Ghanaian opposition leader Nana Akufo-Addo is leading incumbent President John Mahama with almost a third of the votes counted after Wednesday’s general election.
Akufo-Addo of the New Patriotic Party won 57 percent of more than 3 million votes with ballots counted in 80 of the country’s 275 constituencies, according to a Bloomberg News tally of provisional results posted on the Twitter account of the Ghana Electoral Commission. Mahama, of the ruling National Democratic Congress, took 40.8 percent of the vote. The election commission is continuing to count ballots and hasn’t yet verified any results.
Joy FM, one of the country’s biggest broadcasters, projected Akufo-Addo as the winner, based on its own calculation of poll numbers posted at voting stations.

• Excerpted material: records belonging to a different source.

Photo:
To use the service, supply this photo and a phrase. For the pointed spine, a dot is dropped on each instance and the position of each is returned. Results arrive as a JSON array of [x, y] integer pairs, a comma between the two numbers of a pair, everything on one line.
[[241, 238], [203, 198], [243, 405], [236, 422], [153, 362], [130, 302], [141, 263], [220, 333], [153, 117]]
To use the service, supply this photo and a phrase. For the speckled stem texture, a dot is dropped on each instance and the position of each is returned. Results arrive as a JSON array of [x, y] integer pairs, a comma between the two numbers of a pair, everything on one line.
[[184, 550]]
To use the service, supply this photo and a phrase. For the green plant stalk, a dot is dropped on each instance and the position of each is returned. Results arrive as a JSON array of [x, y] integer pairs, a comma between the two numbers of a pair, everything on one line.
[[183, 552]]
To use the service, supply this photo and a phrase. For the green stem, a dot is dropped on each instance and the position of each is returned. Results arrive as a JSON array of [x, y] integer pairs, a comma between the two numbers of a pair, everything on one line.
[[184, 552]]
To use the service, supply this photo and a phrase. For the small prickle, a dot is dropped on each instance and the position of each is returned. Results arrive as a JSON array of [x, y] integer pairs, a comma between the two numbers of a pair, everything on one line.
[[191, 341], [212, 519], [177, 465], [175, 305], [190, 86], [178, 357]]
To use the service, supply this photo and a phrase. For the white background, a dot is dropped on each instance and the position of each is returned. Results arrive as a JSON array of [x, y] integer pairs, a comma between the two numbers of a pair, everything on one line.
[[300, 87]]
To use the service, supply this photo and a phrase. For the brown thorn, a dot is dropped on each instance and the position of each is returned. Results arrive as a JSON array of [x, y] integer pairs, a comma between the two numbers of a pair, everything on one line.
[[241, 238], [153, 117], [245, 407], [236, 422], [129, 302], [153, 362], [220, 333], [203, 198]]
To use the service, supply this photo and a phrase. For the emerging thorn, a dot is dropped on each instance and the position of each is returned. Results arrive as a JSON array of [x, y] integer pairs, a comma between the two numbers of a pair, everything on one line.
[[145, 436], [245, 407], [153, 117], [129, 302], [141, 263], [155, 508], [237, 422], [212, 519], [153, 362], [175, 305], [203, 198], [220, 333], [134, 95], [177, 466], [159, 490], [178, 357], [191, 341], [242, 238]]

Both Akufo-Addo, 72, and the 58-year-old Mahama campaigned with pledges to reignite growth in West Africa’s second-biggest economy. It’s projected to expand 3.3 percent this year, the slowest rate in two decades, after delays in new oil projects weighed on output.
“The public mood does appear to suggest a much higher level of public frustration with the current government,” Manji Cheto, senior vice president for West Africa at Teneo Intelligence, said by e-mail.
The cedi was little changed on Friday, trading at 4.2350 against the dollar at 3:32 a.m. in Accra.
While the NPP initially criticized the election commission for the slow pace of counting, Akufo-Addo told reporters later on Thursday that he would wait for the agency to finalize results even though he was confident of victory in both presidential and parliamentary polls.
Duty Owed
“The duty we owe to the people of Ghana is not to declare results quickly, but to declare results that reflect the will of the people,” Electoral Commission Chairman Charlotte Osei told reporters on Thursday in Accra.
Final results will be released within 72 hours of the end of voting on Wednesday, Osei said.
Mahama lost support in his party’s traditional strongholds such as the eastern Volta and the Northern regions, according to results released so far. The central regions dominated by the Akan ethnic group usually back the NPP, which ruled the country from 2000 to 2008. The southern coast and Accra are considered swing areas.
In the regions where Mahama won, he recorded a smaller margin than in the previous election in 2012, Godfred Bokpin, head of the finance department at the University of Ghana’s Business School, said by phone on Thursday.
“If you can’t win handsomely in your strongholds, the swing votes won’t favor you,” he said.